Better Data Structures

Graph Processing

The examples of graphs seemed limited (e.g. social media) when they have also been used for things like 3D representations of small molecules for drug discovery (AURA GraphMatcher and AURAMol that I worked on) as well as in many other areas.

Issue of cache misses increases as more concurrent jobs executed on the same platform. Platform not defined.

Where there are multiple jobs using the same graph, detect this to reduce redundant copies in memory. A question I would have with this approach is how that might then affect scheduling of jobs – would it be better to let users indicate that they are running concurrent jobs using the same graph? And cache misses assumes that they are sharing a single node. But the suggestion here is to create a graph storage system with an API. However, I think it’s unlikely that users are likely to change their code to use such a system unless the improvements are particularly clear. However, a system that allows sharing of a single graph across concurrent jobs would be difficult too, so I am not sure which approach would deliver the benefits and be taken up for users – it would always include changes to code and workflow.

GraphM language discussed. This looked at graph partitioning. It wasn’t clear what the decision method for deciding on the partitioning the graph was.

The synchronisation options were talked about. This seemed to be related to loading a partition then doing work on the concurrent jobs related to that partition.

I am not sure how good this approach is compared, to, say, distributing the graph partitions across multiple nodes and having them always active and avoiding swapping between partitions as it presumes that a partition must more-or-less fill the memory for this scheme to make sense, unless it’s talking about a partition sufficient to fit in cache which would make more sense, and might be the case, but it’s not 100% clear from the presentation itself but might be clearer in retrospect or from a paper. Since cache is small then scheduling relative to cache would make sense for some things (although there was always an issue with graphs and relaxation by elimination, to suggest a way it might not work).

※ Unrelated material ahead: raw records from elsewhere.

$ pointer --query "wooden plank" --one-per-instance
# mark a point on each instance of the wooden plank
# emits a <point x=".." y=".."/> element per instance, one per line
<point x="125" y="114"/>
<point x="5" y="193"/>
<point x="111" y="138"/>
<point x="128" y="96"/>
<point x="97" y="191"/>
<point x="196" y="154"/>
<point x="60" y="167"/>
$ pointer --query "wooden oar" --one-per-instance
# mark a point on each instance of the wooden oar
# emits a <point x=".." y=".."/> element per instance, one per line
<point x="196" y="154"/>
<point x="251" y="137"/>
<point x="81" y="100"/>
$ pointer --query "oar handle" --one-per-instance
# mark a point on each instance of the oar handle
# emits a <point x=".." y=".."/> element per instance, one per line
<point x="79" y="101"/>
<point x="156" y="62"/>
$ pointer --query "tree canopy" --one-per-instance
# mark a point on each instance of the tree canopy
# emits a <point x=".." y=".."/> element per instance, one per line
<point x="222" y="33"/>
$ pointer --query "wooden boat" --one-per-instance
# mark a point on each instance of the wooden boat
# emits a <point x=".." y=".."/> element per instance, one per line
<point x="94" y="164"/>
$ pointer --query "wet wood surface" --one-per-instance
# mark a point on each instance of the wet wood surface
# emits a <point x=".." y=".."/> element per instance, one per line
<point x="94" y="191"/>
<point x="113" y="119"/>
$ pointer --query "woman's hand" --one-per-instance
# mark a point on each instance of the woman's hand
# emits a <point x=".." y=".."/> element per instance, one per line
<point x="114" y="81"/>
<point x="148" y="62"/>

The experiments were run on CPUs with relatively low core counts, but 20MB 3rd level cache (LLC – so it is related to cache efficiency).

GridGraph framework – GridGraph-M -S and -C flavours.

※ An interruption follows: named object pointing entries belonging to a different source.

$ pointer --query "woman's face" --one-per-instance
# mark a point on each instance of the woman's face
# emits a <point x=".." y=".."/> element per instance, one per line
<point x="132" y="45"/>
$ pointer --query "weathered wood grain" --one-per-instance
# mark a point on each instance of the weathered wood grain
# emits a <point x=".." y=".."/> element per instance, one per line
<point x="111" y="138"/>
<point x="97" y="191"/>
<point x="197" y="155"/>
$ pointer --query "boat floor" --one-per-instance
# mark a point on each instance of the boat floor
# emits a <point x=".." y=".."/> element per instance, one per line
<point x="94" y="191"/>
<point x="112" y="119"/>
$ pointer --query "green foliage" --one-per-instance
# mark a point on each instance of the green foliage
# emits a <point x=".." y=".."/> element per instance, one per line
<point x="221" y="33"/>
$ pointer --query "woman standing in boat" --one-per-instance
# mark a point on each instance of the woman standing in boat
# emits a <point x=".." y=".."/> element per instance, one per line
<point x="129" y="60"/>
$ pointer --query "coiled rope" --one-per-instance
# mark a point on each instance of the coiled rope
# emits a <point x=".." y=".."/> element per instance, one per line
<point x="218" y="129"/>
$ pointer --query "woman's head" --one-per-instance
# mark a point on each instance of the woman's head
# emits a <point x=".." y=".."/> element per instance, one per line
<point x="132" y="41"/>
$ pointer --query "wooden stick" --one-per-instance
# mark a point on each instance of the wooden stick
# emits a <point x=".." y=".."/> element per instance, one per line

The presentation was hard to follow due to audio issues.

GridGraph-M seemed to be the best option.

Suggests no application changes in the conclusion which surprises me so maybe I am misunderstanding something. Typical improvement in total execution times for jobs (16 concurrent) is around 5 to 20% it would seem.

In the future will look at use on FPGA, etc., and security issues.

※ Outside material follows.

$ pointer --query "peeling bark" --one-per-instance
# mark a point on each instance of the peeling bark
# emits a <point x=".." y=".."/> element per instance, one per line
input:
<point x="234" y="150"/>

Semantic Query Transformations for Increased Parallelisation in Distributed Knowledge Graph Query Processing

Initial discussion of semantic relationships, and left-to-right processing in those relationships (domain – i.e. class).

Uses ontologies (in essence a schema).

Entailment rules allowing inference.

(There have been a number of other languages to reason about graphs, so I may look up some links to paste here.)

(Would be interesting to consider graph similarity and mapping in this context).

There are various inference strategies. e.g. forward chain, backward chain, query reformulation – rewrite the query in a more useful way in first-order logic, but this is really hard to optimise the data access for, which is the thrust of this paper presentation.

Query as a union of other queries.

Use SQL type query language

Real-life queries tested over things like biomedical databases which use ontologies (from personal exprience, e.g. SNOMED, etc).

Use graph partitioning and parallelisation – single operator over multiple data paritions – e.g. Hadoop, SPARK.

Shorten execution flow -> less i/o and network data transfer in things like Apache SPARK.

Use of triples (tuples). Makes me wonder about other schemes such as coordination languages like Linda although in this context the tuple defines an object. I could potentially see that operation A creating something in tuple space that is then consumed in another process might be a tempting way to create workflows across processing units for this type of query, especially if it is possible to do it lazily. Whether this would be efficient is another matter.

From triple groups to create a type system? With types that might allow optimisation on types and different indexing schemes. 

The method (Semistorm+) does seem to offer good performance and be very scalable and less storage compared to Hive.

Will need to read the paper too (link pending).

Hive?

Questions: Time issues in relationships (when a relationships is true – when a relationship is true – temporal knowledge graphs). Not looked at this yet.

HD5

MIQS – metadata Indexing and Query System to provide an in-memory, persistent indexing of contents of HD5 files to speed applications.

Use IDs rather than paths.

Use a radix tree for indexing the data.

Self-balancing search tree for fast search.

Use of data structures to ensure elements are grouped for fast access of the meta data index.

Evaluated against MongoDB. 100 HD5 files – 145 GB. 1.5million data objects. Speed: about 60% of that for MongoDB. But is MongoDB the best comparator? I don’t know. This question was asked from the floor too. Not really a satisfying answer here. I would like to see more comparisons.